Le parole che servono per case sulla roccia
di Pierangelo Sequeri
«State in casa!». La maggior parte di noi, persino sorprendentemente, sta facendo del proprio meglio, per alleggerire il peso dell’isolamento forzato. E ci commuove vedere che cosa ci inventiamo, per aiutarci, da casa a casa. Rimane il fatto che rischiano di finire le scorte d’ossigeno (e non solo) anche lì. Stiamo scoprendo, con un’evidenza fino a ieri del tutto impensata, che quelle che immaginiamo come “le gioie della famiglia”, in realtà, dipendono strettamente dalla concretezza e dalla qualità dei rapporti che abbiamo con tutto ciò che “sta fuori di casa”.
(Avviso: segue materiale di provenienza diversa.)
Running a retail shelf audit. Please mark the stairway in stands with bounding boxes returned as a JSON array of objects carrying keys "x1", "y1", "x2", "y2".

La mediazione famigliare della socialità umana è ancora più indispensabile per i poveri e i soli: se non è sostenuta a vantaggio di tutti, alla lunga non si salva nessuno. Imparare ad aggirare l’ostacolo, accumulando riserve sociali di beni simbolici e relazionali dimenticati, da rendere più normali per la vita di “dopo”, è il nostro impegno irrinunciabile di “adesso”. Quando Gesù riprende amabilmente Marta, indaffarata nell’economia della casa non vuole certo mortificare la sua dedizione per il nutrimento (Luca 10, 41–42). Dio nutre i passeri e Gesù moltiplica i pani, figurati! Semplicemente, Gesù ricorda a tutti che l’apertura della nostra anima all’amore del prossimo, che è l’urgenza di Dio, è la vera chiave che apre le nostre case a tutto il resto. Le famiglie non sono certamente interlocutori determinanti, nell’attuale sistema della governance occidentale.
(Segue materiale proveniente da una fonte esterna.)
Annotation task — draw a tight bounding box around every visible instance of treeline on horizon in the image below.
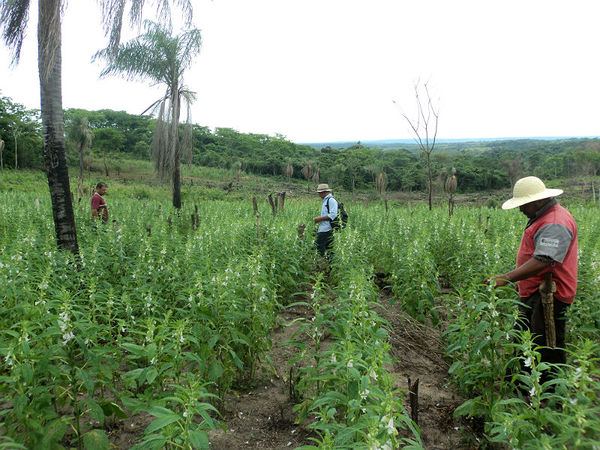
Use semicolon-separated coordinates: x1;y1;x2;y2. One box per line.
0;97;600;192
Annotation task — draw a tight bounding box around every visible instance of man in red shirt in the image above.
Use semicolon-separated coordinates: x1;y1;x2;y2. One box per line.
494;177;577;390
92;182;108;223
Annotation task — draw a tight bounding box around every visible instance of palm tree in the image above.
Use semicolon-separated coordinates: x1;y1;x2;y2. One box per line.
67;116;94;201
94;21;202;208
0;0;192;254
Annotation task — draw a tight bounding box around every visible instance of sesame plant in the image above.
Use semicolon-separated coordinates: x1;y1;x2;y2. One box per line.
290;230;421;449
0;188;310;448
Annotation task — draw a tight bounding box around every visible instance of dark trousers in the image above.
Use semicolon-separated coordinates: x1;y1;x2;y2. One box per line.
316;230;333;256
516;291;569;383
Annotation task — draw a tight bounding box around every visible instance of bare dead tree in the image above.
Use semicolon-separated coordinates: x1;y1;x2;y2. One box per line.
393;81;439;211
302;161;313;192
444;167;458;217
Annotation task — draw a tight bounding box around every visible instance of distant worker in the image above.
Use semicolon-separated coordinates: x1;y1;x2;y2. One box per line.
314;184;338;258
92;182;108;223
485;177;577;394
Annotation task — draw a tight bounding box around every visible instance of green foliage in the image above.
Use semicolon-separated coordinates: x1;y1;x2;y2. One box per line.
0;97;43;168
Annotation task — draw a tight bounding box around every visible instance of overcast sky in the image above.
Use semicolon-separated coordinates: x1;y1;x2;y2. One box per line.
0;0;600;142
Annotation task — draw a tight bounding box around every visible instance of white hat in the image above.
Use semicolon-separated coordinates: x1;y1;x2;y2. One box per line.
502;177;563;209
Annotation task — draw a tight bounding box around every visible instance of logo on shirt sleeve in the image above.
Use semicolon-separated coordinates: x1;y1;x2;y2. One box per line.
538;238;559;248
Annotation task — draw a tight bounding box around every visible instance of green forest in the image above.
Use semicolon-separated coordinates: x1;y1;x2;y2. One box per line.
0;97;600;193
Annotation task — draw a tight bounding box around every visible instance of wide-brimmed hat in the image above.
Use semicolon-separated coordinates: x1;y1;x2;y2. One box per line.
502;177;563;209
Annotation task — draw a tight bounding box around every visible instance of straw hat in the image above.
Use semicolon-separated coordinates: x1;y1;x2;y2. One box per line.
502;177;563;209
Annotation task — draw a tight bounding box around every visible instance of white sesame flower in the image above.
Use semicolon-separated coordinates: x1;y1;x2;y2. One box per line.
63;331;75;345
529;386;536;397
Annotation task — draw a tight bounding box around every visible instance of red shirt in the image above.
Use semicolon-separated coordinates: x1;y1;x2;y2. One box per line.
92;192;108;222
517;203;577;304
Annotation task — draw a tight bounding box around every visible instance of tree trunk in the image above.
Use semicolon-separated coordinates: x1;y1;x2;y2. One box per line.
173;148;181;209
171;85;181;209
79;145;83;186
14;134;19;169
103;149;109;178
38;0;79;254
427;151;433;211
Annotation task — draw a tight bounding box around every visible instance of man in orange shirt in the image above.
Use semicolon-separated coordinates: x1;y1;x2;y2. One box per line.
92;182;108;223
494;177;577;390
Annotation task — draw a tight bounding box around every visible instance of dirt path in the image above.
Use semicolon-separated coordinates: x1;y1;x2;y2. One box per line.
377;294;480;449
209;307;314;450
210;286;479;450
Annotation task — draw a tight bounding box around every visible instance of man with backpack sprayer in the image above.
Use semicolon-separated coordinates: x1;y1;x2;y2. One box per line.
484;177;577;394
313;183;338;259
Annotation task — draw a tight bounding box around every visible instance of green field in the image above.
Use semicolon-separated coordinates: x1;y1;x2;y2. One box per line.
0;169;600;449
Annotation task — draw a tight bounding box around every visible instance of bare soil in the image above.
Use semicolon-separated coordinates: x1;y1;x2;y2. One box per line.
104;289;488;450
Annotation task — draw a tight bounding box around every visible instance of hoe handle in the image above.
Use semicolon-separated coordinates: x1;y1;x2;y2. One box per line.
540;272;556;348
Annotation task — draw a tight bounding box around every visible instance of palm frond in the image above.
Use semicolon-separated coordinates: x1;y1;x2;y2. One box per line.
0;0;29;65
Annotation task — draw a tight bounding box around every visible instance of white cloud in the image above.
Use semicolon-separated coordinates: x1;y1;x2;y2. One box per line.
0;0;600;141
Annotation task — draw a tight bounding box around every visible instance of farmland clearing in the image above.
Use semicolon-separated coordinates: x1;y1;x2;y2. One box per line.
0;171;600;449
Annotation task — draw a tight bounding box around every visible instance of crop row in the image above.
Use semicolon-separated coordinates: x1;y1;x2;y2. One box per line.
358;203;600;448
0;194;310;448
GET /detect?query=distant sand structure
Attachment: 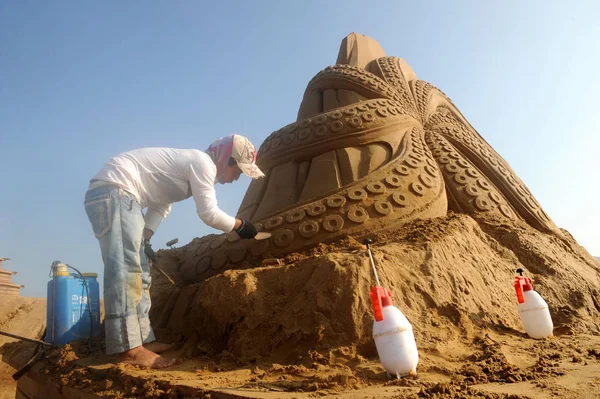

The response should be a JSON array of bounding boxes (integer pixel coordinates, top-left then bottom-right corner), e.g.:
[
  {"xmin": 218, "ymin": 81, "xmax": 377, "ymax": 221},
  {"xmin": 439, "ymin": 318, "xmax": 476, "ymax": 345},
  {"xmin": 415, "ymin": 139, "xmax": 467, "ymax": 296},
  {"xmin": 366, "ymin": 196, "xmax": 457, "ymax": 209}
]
[{"xmin": 0, "ymin": 258, "xmax": 23, "ymax": 296}]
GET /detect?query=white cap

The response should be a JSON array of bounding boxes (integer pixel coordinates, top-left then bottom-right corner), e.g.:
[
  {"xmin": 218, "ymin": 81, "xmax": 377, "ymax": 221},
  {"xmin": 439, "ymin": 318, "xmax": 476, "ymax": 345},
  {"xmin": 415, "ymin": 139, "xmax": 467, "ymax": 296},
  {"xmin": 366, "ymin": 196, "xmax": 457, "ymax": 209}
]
[{"xmin": 231, "ymin": 134, "xmax": 265, "ymax": 179}]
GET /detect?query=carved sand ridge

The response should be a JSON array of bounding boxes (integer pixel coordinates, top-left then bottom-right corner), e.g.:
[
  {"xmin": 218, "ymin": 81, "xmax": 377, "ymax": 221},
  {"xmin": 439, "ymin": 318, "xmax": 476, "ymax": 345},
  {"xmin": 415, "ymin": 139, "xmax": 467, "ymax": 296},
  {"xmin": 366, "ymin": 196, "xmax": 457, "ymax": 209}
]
[{"xmin": 180, "ymin": 34, "xmax": 561, "ymax": 285}]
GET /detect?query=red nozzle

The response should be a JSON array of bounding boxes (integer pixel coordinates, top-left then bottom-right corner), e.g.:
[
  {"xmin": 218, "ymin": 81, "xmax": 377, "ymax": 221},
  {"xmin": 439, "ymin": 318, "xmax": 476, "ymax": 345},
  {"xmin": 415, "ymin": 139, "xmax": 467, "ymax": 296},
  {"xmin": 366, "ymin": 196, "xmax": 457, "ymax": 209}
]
[
  {"xmin": 514, "ymin": 276, "xmax": 533, "ymax": 303},
  {"xmin": 370, "ymin": 286, "xmax": 393, "ymax": 321}
]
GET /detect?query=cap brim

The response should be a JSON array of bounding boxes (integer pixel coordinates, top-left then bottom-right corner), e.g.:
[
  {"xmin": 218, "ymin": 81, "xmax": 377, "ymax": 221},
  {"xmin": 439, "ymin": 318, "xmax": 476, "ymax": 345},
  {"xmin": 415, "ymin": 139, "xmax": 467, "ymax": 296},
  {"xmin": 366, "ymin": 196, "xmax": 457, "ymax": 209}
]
[{"xmin": 237, "ymin": 162, "xmax": 265, "ymax": 179}]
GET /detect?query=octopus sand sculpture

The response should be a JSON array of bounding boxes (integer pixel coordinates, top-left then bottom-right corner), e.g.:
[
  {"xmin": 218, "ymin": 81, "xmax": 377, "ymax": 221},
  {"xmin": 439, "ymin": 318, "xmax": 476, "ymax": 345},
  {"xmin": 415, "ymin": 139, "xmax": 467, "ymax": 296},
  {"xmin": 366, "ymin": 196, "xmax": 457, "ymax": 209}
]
[{"xmin": 179, "ymin": 33, "xmax": 561, "ymax": 284}]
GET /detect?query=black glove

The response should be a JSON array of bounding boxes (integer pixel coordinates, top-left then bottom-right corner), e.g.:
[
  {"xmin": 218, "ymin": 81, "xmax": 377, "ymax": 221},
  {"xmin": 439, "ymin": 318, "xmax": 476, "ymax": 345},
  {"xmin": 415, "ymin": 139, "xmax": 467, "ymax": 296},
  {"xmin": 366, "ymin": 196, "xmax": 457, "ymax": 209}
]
[
  {"xmin": 144, "ymin": 240, "xmax": 156, "ymax": 264},
  {"xmin": 235, "ymin": 220, "xmax": 258, "ymax": 239}
]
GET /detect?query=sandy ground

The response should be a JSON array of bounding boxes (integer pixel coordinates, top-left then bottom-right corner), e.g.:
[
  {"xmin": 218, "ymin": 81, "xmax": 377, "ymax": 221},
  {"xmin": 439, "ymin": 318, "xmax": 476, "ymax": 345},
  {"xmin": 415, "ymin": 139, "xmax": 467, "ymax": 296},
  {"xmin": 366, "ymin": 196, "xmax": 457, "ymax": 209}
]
[
  {"xmin": 0, "ymin": 297, "xmax": 46, "ymax": 399},
  {"xmin": 3, "ymin": 215, "xmax": 600, "ymax": 399}
]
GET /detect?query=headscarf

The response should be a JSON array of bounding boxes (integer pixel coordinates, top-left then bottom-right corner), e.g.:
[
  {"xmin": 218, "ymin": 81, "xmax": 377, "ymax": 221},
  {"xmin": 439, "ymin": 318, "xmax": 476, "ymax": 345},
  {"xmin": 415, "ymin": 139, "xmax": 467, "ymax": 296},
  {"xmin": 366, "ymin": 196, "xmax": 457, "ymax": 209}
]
[{"xmin": 206, "ymin": 134, "xmax": 264, "ymax": 183}]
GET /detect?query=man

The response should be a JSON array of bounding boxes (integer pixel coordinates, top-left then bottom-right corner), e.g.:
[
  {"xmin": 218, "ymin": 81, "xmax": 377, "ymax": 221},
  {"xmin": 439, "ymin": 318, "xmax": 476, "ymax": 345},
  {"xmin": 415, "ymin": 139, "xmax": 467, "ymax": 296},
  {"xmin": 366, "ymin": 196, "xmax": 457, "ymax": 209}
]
[{"xmin": 85, "ymin": 135, "xmax": 264, "ymax": 368}]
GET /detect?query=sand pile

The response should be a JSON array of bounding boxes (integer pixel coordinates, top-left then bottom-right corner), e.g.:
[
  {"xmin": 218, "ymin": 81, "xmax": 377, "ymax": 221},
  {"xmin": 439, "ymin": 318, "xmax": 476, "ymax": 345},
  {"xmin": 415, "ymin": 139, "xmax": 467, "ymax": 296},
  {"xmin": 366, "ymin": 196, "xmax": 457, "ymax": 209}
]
[
  {"xmin": 4, "ymin": 214, "xmax": 600, "ymax": 399},
  {"xmin": 151, "ymin": 214, "xmax": 600, "ymax": 363}
]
La stessa architettura moderna, emblematicamente, quasi senza che ce ne accorgessimo, ha avuto cura di ripulire ogni segno visibile dell’habitat familiare, di cui sono fatte le connessioni veramente vitali della città dell’uomo. Un’immensa città–Bureau è il sogno della nostra città–Babele. Dal di fuori, appaiono loculi anonimi, che occultano l’immenso lavoro della generazione, degli affetti, dell’apprendimento e dell’interiorità, della scoperta del mondo e dell’iniziazione alla vita che rendono umano l’abitare. Ora che le piazze e i mercati sono vuoti, le case appaiono ancora più insignificanti nella loro indifferenza umana: segni di vita arrivano solo attraverso il termografo, come in Star Trek.
Ci sono case costruite sulla roccia, predisposte per sostenere, ricorda Gesù, e case costruite sulla sabbia, che non reggono neppure i loro abitanti (Matteo 7, 24–27). Cemento armato a vista, acciaio e cristalli, superfici lisce come uno specchio e pareti espressive come termometri, non consolidano niente. I materiali fondamentali per la costruzione della casa – della famiglia, della comunità, della società umana – sono le parole che scaldano l’anima. Dio lo sa meglio di noi, e le donne lo sanno meglio di tutti. «Non di solo pane vive l’uomo, ma di ogni parola che esce dalla bocca di Dio» (Matteo 4, 4). “Fare cose” – uomini e case – con le parole, attingendo alle parole più antiche e più sacre della sapienza della vita e delle promesse dell’amore, è un’arte che dovremo apprendere di nuovo, con più convinzione.
Dovremo aprire una campagna di riabilitazione della voce: la lettura mentale, e per immagini, ci ha rammollito il cervello e i sensi. Imparare a parlare bene, a leggere bene, a raccontare bene. Come si allenano i muscoli dello spirito, che supera le distanze fisiche e disegna reti affettive, se i ragazzi non riprendono confidenza con la fisicità del racconto, la modulazione dei toni, l’incanto di un testo? I ragazzi non sanno più leggere ad alta voce, e gran parte del nutrimento di cui vive una comunità umana di affetti e di destino – non solo grida e mugugni – va perso. Proprio nel momento in cui ce ne sarebbe più bisogno.